Recently, the safety issue of ginger used as a supplementary medicine has been raised, especially in the specific group of pregnant women using ginger for ease of nausea and vomiting [77, 78]. Ginger is generally considered safe and is recorded in the US pharmacopeia as a tincture to treat stomach upset. In a randomized double-blinded clinical trial conducted in different countries, women who took 1 g to 1.5 g/day of ginger during pregnancy did not show a higher risk of major malformations or other birth defects compared to the general population [79, 80]. The teratogenic potential of ginger was investigated in pregnant rats. The result showed that oral administration of a standardised ginger ethanolic extract EV.EXT 33 at a dose of 1000 mg/kg was well tolerated. After 21 days of pregnancy, there was no difference in the number of fetuses, fetal body weight, and sex ratio between ginger treatment group and vehicle control. Furthermore, the number of foetuses with parietal and occipital bone defect decreased in EV.EXT 33 treated rats [81].

The results of toxicological studies showed a broad safety range for ginger usage. The acute toxicity (LD50) of methanolic and aqueous ginger extract was 10.25 and 11.75 g/kg, respectively, by oral administration in mice [82]. When ginger ethanolic extract was administrated intraperitoneally, the LD50 was 1551 ± 75 mg/kg in mice [13].

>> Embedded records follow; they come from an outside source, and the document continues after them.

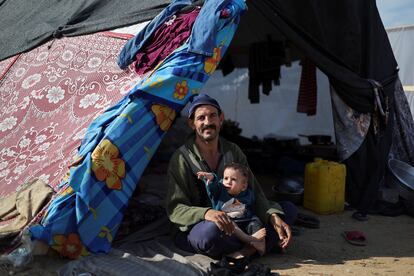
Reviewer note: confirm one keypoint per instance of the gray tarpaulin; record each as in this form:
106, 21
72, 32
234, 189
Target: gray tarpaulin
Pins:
25, 24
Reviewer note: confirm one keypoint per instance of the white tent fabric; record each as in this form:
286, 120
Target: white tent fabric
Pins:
276, 114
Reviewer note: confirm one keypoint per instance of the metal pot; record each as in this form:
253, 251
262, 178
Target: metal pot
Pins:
403, 177
289, 189
318, 139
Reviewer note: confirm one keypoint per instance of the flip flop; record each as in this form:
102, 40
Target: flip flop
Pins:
307, 221
355, 237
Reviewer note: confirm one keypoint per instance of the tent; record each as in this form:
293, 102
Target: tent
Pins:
344, 39
401, 39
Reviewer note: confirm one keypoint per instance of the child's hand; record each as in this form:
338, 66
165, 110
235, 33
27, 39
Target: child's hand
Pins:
206, 175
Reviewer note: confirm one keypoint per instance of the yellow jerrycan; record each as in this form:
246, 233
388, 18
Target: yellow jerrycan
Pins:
324, 186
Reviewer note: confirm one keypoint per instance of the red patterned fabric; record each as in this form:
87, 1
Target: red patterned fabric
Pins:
168, 37
48, 99
307, 99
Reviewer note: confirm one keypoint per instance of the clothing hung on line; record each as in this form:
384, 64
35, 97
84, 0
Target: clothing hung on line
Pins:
265, 59
86, 214
204, 32
168, 37
307, 98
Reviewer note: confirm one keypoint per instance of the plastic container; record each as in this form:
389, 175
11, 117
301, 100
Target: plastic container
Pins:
324, 186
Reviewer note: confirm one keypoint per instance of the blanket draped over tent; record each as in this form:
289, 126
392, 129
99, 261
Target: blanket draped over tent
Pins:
85, 215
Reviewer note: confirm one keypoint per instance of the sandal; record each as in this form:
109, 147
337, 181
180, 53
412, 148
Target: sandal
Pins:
307, 221
360, 216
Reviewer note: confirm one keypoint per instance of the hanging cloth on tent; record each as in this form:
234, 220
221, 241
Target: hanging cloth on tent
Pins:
169, 36
87, 212
307, 99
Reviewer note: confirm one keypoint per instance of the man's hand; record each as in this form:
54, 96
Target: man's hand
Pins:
223, 222
208, 176
282, 229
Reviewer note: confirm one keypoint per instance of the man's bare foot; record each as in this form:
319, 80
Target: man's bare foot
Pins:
260, 246
260, 234
236, 255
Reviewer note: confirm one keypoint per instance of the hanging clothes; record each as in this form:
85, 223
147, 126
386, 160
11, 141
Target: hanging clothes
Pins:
265, 59
168, 37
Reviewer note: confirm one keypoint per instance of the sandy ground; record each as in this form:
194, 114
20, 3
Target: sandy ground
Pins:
389, 249
323, 251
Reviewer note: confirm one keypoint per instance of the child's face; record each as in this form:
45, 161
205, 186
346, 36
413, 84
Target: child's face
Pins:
234, 181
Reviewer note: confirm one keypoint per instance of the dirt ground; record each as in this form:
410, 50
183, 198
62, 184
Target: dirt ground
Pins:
323, 251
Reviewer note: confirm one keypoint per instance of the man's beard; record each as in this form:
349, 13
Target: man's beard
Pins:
210, 137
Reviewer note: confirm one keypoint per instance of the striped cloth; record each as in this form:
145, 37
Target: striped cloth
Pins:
307, 99
118, 145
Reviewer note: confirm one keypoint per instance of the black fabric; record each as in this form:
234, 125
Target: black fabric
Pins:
365, 169
26, 24
265, 59
345, 39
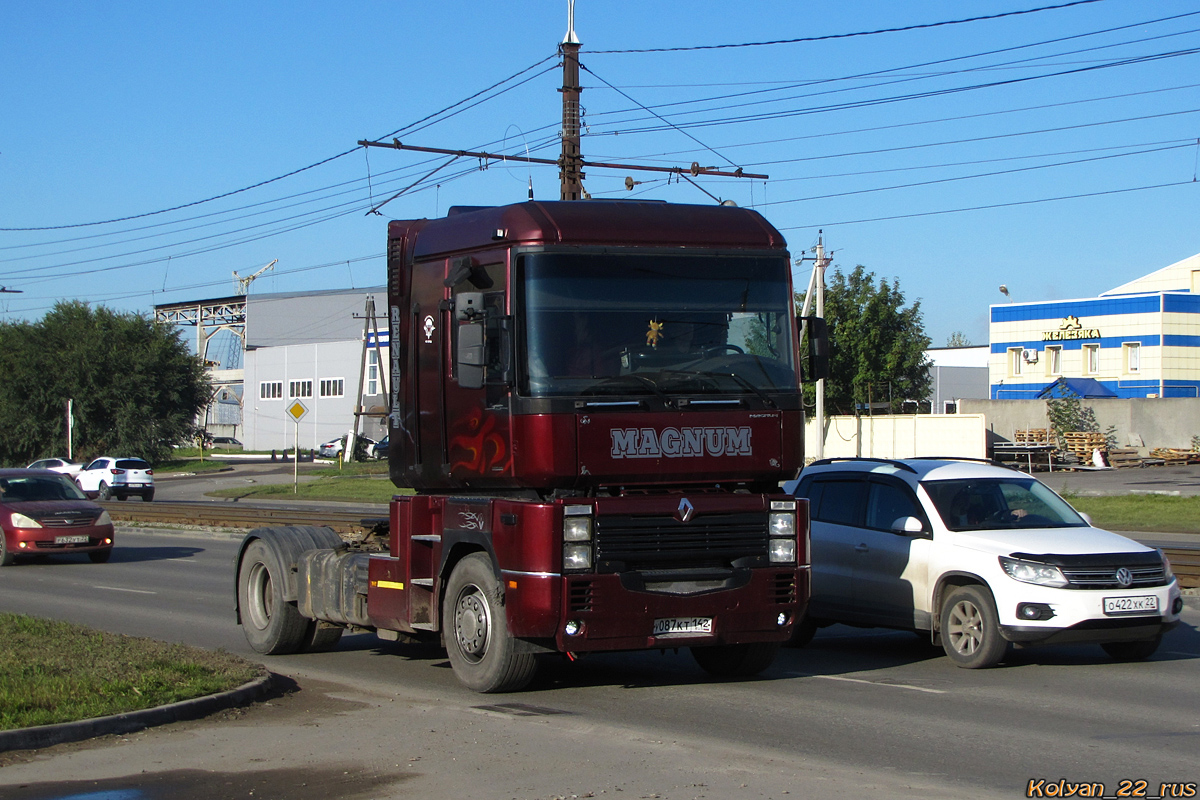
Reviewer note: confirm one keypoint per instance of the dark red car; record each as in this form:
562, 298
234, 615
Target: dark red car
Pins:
46, 513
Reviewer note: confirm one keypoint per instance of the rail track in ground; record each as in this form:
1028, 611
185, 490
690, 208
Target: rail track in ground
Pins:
1186, 561
239, 517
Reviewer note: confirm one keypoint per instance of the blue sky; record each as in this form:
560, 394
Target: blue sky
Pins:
935, 156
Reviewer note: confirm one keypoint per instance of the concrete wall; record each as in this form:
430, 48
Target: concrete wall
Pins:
1140, 422
901, 435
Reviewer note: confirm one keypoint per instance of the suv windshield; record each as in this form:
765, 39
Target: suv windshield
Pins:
636, 324
982, 504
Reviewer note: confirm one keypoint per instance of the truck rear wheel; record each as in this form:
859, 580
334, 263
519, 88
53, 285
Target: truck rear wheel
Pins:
273, 625
736, 660
477, 631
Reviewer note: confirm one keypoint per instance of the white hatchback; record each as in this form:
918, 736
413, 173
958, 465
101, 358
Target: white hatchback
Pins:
978, 555
117, 477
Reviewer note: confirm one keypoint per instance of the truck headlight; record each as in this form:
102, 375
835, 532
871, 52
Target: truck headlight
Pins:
1043, 575
577, 529
577, 557
781, 531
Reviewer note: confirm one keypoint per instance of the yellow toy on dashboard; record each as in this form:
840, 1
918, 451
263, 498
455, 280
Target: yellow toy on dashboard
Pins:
654, 334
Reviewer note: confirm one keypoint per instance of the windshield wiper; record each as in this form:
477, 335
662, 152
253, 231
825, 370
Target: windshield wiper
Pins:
649, 384
738, 379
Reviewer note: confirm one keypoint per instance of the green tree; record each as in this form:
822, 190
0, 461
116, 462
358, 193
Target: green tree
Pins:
876, 344
958, 338
136, 386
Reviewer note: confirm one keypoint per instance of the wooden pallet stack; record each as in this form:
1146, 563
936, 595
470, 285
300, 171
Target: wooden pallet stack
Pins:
1175, 457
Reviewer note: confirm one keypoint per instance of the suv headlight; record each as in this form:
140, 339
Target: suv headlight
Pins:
1168, 573
1043, 575
577, 531
781, 531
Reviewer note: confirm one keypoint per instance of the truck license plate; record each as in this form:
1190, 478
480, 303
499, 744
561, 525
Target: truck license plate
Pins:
1144, 605
683, 626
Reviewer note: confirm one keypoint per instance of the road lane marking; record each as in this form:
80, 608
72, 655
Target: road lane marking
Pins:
873, 683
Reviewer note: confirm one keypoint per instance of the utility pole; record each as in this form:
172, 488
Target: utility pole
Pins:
570, 173
816, 290
570, 162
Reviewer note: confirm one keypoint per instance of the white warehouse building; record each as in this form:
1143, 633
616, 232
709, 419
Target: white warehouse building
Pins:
311, 347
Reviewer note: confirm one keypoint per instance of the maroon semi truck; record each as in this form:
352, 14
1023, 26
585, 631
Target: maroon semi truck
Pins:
594, 404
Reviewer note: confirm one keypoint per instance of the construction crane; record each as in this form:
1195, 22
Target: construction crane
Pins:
243, 283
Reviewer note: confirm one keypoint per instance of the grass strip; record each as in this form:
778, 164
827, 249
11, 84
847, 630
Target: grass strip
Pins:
57, 672
347, 489
1141, 512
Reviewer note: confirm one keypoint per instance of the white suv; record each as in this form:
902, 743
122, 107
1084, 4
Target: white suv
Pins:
107, 477
981, 557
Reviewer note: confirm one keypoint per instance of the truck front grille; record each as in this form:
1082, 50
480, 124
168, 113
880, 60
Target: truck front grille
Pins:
655, 542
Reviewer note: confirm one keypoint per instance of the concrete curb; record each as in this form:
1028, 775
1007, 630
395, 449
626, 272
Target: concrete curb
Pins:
198, 707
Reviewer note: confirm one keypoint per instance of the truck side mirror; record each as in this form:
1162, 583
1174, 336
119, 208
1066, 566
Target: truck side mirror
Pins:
817, 346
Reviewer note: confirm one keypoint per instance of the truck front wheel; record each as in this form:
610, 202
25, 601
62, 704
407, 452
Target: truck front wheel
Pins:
273, 625
736, 660
477, 631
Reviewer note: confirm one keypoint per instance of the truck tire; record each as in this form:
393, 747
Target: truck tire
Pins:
736, 660
477, 631
273, 625
971, 630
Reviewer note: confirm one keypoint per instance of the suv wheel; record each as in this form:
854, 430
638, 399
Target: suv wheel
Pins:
970, 630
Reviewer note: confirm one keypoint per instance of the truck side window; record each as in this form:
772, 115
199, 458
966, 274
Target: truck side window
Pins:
841, 503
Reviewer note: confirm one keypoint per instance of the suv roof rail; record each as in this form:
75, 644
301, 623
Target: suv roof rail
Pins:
898, 464
976, 461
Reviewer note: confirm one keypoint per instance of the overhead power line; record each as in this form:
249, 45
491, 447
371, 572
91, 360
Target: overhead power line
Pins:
279, 178
835, 36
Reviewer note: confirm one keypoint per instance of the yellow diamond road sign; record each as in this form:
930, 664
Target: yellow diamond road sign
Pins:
297, 410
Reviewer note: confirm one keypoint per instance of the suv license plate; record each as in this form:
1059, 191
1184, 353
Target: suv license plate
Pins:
1144, 605
684, 626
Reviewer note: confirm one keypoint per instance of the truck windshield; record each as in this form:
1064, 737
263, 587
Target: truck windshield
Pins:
661, 324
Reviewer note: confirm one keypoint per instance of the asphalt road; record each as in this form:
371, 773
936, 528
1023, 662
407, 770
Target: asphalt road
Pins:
863, 711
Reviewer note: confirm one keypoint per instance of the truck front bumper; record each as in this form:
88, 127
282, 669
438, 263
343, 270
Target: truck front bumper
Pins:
600, 613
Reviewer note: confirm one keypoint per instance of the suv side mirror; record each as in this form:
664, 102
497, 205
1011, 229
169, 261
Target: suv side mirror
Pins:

The values of LD50 of the major pungent components in ginger, -gingerol and -shogoal, were 250 and 687 mg/kg [83]. When ginger is considered for management of components of chronic metabolic syndrome, such as hyperglycaemia or hyperlipidemia, long-term toxicity indeed needs to be investigated. A 35-day toxicity study reported that oral administration of ginger powder up to 2 g/kg once daily did not cause any mortality or abnormal changes of the general condition or haematological parameters in either male or female rats. All the biochemical parameters presented normally except for serum lactate dehydrogenase in males. The male rats also showed a slight but significant decrease of testes weight [84]. On the other hand in diabetic rats, ginger extract was found to enhance male fertility index and sexual organ weight over a 65 day successive treatment [82].

7. Summary

Zingiber officinale (ginger) shows effective glycaemic control properties in diabetes mellitus. The mechanisms underlying these actions are associated with the inhibition of key enzymes controlling carbohydrate metabolism and increased insulin release/sensitivity, resulting in enhanced glucose uptake in peripheral adipose and skeletal muscle tissues. The prominent lipid lowering effects of ginger also contribute to improving the insulin resistant condition. A protective effect of ginger against diabetic complications is also an important aspect of its benefits (Figure 1). Pharmacokinetic and bioavailability studies provide further information for understanding the metabolism of ginger, especially its pungent principles. Sufficient acute and chronic toxicity studies have demonstrated the broad safety of ginger as a complementary hyperglycaemic control agent.

Conflict of Interests

The authors do not have any conflict of interest with the content of the paper.


This work is supported by an Australian Research Council Linkage Grant.